1) Habakkuk is all dialogue. Jesus used dialogue when He asked 153 questions. Paul did the same in Acts 17:2 (Paul….reasoned [Gk. dielegeto] from which we get our English word dialogue).
2) Let the audience ask the preacher questions following a sermon.
3) Preacher asks the audience real questions or rhetorical questions.
4) Have main divisions stated as questions.
5) Use drama with dialogue. There are many ways the preacher can allow the form of the text to mold the form of his sermon and Jeffery D. Arthurs’ Preaching With Variety is a very useful tool. In my next post, I will provide “The Factual Data” Sheet, Part 2 which will help the preacher Observe, Interpret, and Apply his passage. I will deal with what I call Macro Hermeneutics, which establishes the context of the text, and Micro Hermeneutics, which helps analyze the content of the text.

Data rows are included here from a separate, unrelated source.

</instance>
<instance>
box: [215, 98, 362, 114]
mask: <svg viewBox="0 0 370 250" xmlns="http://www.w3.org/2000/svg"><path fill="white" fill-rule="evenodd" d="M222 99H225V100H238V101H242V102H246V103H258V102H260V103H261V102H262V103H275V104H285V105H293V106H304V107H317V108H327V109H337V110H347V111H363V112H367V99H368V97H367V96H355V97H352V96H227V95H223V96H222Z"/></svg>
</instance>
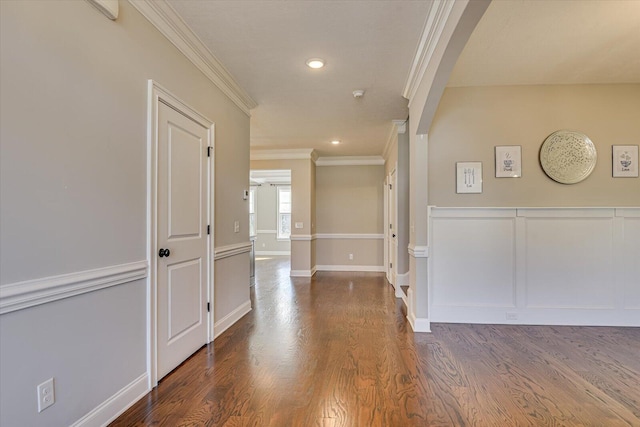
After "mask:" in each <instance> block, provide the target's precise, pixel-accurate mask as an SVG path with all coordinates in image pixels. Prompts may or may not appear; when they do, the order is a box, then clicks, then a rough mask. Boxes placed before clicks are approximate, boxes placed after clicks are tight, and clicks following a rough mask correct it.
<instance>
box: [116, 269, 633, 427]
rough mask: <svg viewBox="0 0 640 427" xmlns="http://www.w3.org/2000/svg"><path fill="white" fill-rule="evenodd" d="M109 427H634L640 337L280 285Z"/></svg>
mask: <svg viewBox="0 0 640 427" xmlns="http://www.w3.org/2000/svg"><path fill="white" fill-rule="evenodd" d="M288 274H289V265H288V263H287V262H286V261H282V260H279V259H275V260H273V259H272V260H261V261H258V268H257V273H256V285H255V288H254V289H253V290H252V299H253V311H252V312H251V313H250V314H248V315H247V316H245V317H244V318H243V319H242V320H240V321H239V322H238V323H236V324H235V325H234V326H232V327H231V328H230V329H229V330H227V331H226V332H225V333H224V334H222V335H221V336H220V337H219V338H217V339H216V340H215V342H214V343H213V344H212V345H208V346H205V347H203V348H202V349H201V350H200V351H198V352H197V353H196V354H194V355H193V356H192V357H191V358H190V359H188V360H187V361H186V362H185V363H183V364H182V365H181V366H180V367H179V368H177V369H176V370H175V371H173V372H172V373H171V374H169V375H168V376H167V377H165V378H164V379H163V380H162V381H161V382H160V384H159V386H158V387H157V388H156V389H154V390H153V391H152V392H151V393H149V394H148V395H147V396H146V397H144V398H143V399H142V400H140V401H139V402H138V403H136V404H135V405H134V406H133V407H132V408H130V409H129V410H128V411H127V412H126V413H124V414H123V415H122V416H121V417H120V418H118V419H117V420H116V421H115V422H114V423H113V424H112V425H113V426H145V425H154V426H155V425H162V426H274V427H276V426H277V427H284V426H304V427H306V426H323V427H326V426H389V427H400V426H607V427H609V426H640V328H609V327H538V326H536V327H534V326H494V325H455V324H435V325H432V331H433V332H432V333H431V334H414V333H413V332H411V330H410V328H409V327H408V325H407V322H406V320H405V315H406V313H405V311H404V307H403V306H402V303H401V302H400V301H399V300H396V298H395V297H394V292H393V289H392V288H391V287H390V286H389V284H388V283H387V282H386V280H385V279H384V277H383V275H381V274H377V273H317V274H316V276H315V277H314V278H312V279H291V278H289V276H288Z"/></svg>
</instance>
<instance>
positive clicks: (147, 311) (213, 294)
mask: <svg viewBox="0 0 640 427" xmlns="http://www.w3.org/2000/svg"><path fill="white" fill-rule="evenodd" d="M147 96H148V98H147V259H148V260H149V274H148V277H147V373H148V379H149V388H153V387H155V386H156V385H158V371H157V366H158V365H157V362H158V348H157V341H156V338H157V328H158V325H157V323H158V317H157V316H158V315H157V307H158V292H157V286H158V284H157V281H156V277H157V269H158V263H157V255H156V254H157V253H158V244H157V236H158V229H157V225H158V224H157V216H158V213H157V210H158V202H157V200H158V126H159V123H158V114H159V113H158V110H159V104H160V103H163V104H165V105H167V106H168V107H169V108H173V109H174V110H176V111H178V112H179V113H180V114H183V115H185V116H187V117H188V118H190V119H191V120H193V121H194V122H196V123H198V124H199V125H201V126H202V127H204V128H205V129H207V146H208V147H211V148H212V149H213V151H214V154H213V155H212V156H211V157H209V158H208V160H207V174H208V176H207V178H208V183H207V185H208V186H209V188H208V190H209V191H208V195H207V197H208V199H207V217H208V223H209V224H214V223H215V222H214V218H213V212H215V208H214V203H215V182H214V180H215V164H214V161H213V160H214V158H215V157H214V156H215V123H214V122H213V121H212V120H209V119H208V118H207V117H205V116H203V115H202V114H200V113H199V112H197V111H196V110H194V109H193V108H191V107H190V106H189V105H188V104H186V103H184V102H183V101H182V100H181V99H180V98H178V97H177V96H175V95H174V94H172V93H171V92H169V91H168V90H167V89H165V88H164V87H162V86H161V85H159V84H158V83H157V82H155V81H154V80H151V79H149V80H147ZM213 236H214V235H213V234H211V235H209V236H207V237H208V238H207V254H206V260H207V275H208V277H207V300H208V302H209V303H210V304H211V307H212V309H211V311H210V312H209V313H207V341H212V340H213V338H212V336H213V319H214V315H215V313H214V310H213V307H214V305H215V304H214V299H215V292H214V290H215V289H214V277H215V274H214V269H215V266H214V263H213V262H211V260H210V259H211V258H212V252H213Z"/></svg>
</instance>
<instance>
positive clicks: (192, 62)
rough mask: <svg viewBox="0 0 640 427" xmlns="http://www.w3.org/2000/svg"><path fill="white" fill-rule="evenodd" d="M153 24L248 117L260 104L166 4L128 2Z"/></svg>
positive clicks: (208, 78) (149, 0)
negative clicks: (252, 98)
mask: <svg viewBox="0 0 640 427" xmlns="http://www.w3.org/2000/svg"><path fill="white" fill-rule="evenodd" d="M129 3H131V5H132V6H133V7H134V8H136V9H137V10H138V12H140V13H141V14H142V15H143V16H144V17H145V18H146V19H147V20H148V21H149V22H151V24H152V25H153V26H154V27H156V28H157V29H158V30H159V31H160V32H161V33H162V34H163V35H164V36H165V37H166V38H167V39H168V40H169V41H170V42H171V43H173V45H174V46H175V47H177V48H178V50H179V51H180V52H182V54H183V55H184V56H185V57H186V58H187V59H188V60H189V61H191V62H192V63H193V64H194V65H195V66H196V67H197V68H198V69H199V70H200V71H202V73H203V74H204V75H205V76H206V77H207V78H208V79H209V80H211V82H213V84H214V85H216V87H217V88H218V89H220V90H221V91H222V93H224V94H225V95H226V96H227V97H228V98H229V99H230V100H231V101H233V102H234V103H235V104H236V105H237V106H238V107H239V108H240V109H241V110H242V111H243V112H244V113H245V114H247V115H250V113H249V110H251V109H252V108H255V107H257V105H258V104H257V103H256V102H255V101H254V100H253V99H251V97H250V96H249V95H248V94H247V93H246V92H245V91H244V90H243V89H242V88H241V87H240V85H238V83H237V82H236V81H235V79H234V78H233V76H232V75H231V74H230V73H229V71H227V69H226V68H225V67H224V65H222V63H221V62H220V61H219V60H218V59H217V58H216V57H215V56H214V55H213V54H212V53H211V51H209V49H208V48H207V47H206V45H205V44H204V43H203V42H202V40H200V39H199V38H198V36H197V35H196V34H195V33H194V32H193V31H192V30H191V28H189V26H188V25H187V24H186V23H185V22H184V20H182V18H181V17H180V15H178V13H176V11H175V10H174V9H173V8H172V7H171V6H170V5H169V3H167V2H166V1H165V0H129Z"/></svg>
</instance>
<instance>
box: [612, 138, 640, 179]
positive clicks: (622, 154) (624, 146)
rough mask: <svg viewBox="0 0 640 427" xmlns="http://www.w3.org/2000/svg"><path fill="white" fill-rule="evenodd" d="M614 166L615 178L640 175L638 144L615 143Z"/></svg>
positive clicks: (633, 176)
mask: <svg viewBox="0 0 640 427" xmlns="http://www.w3.org/2000/svg"><path fill="white" fill-rule="evenodd" d="M611 153H612V160H613V164H612V168H613V177H614V178H637V177H638V146H637V145H613V146H612V147H611Z"/></svg>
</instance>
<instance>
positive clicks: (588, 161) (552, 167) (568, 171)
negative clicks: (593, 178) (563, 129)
mask: <svg viewBox="0 0 640 427" xmlns="http://www.w3.org/2000/svg"><path fill="white" fill-rule="evenodd" d="M597 158H598V155H597V153H596V147H595V145H593V142H591V140H590V139H589V137H588V136H586V135H584V134H582V133H580V132H574V131H570V130H559V131H557V132H554V133H552V134H551V135H549V136H548V137H547V139H545V140H544V142H543V143H542V148H540V164H541V165H542V169H543V170H544V173H546V174H547V176H548V177H549V178H551V179H553V180H554V181H557V182H559V183H561V184H575V183H578V182H580V181H582V180H584V179H586V178H587V177H588V176H589V175H590V174H591V172H593V168H595V166H596V161H597Z"/></svg>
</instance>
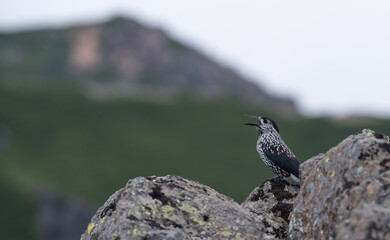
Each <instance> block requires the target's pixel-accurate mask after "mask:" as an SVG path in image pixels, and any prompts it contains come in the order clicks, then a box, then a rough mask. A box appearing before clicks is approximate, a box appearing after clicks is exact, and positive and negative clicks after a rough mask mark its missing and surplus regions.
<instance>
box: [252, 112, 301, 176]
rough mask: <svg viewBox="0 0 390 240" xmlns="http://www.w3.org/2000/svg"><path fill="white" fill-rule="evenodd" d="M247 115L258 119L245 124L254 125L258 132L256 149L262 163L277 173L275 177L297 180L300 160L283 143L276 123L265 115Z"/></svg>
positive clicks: (256, 144) (282, 139) (272, 170)
mask: <svg viewBox="0 0 390 240" xmlns="http://www.w3.org/2000/svg"><path fill="white" fill-rule="evenodd" d="M247 117H250V118H254V119H256V120H258V123H256V124H254V123H247V124H246V125H250V126H255V127H256V129H257V132H258V133H259V138H258V140H257V144H256V150H257V152H258V153H259V155H260V157H261V159H262V160H263V161H264V163H265V164H266V165H267V166H268V167H269V168H270V169H271V170H272V171H273V172H274V173H276V174H277V176H276V177H275V178H281V179H284V178H287V177H291V178H292V179H293V180H294V181H297V182H299V165H300V162H299V160H298V159H297V157H296V156H295V155H294V153H293V152H292V151H291V150H290V148H288V146H287V145H286V144H285V143H284V141H283V139H282V138H281V136H280V133H279V128H278V126H277V125H276V123H275V122H274V121H273V120H272V119H270V118H267V117H256V116H250V115H247Z"/></svg>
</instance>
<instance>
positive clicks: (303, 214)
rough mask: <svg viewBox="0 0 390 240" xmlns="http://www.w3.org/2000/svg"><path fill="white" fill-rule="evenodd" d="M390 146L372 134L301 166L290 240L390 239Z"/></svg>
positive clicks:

 The nonepistolary books are the Gospels, Acts, and Revelation. Hebrews and 1 John are hybrids, sharing many characteristics of epistles, but omitting an address to specific groups. Acts and Revelation contain embedded epistles as do OT historical books. See 2 Sam 11:14-15; 1 Kgs. 21:8-10; 2 Kgs 5:4-6; 10;1-3: Ezra 4:9-12, 17-22; and 6:3-12” (Jeffery D. Arthurs, Preaching with Variety ,Grand Rapids: Kergel, 2007) 152, 217.
 Both are created to address specific circumstances; both argue ideas and employ ‘support material,’ such as illustrations and quotations; both are markedly aural. No wonder preachers often feel at home in the epistles. Poetry, narrative, parable, and proverbs tend to hide their rhetoric, using induction and imagination for persuasion, but the epistle flies its rhetorical flag for all to see” (Ibid., 152).
 Fred Craddock, As One Without Authority, 131.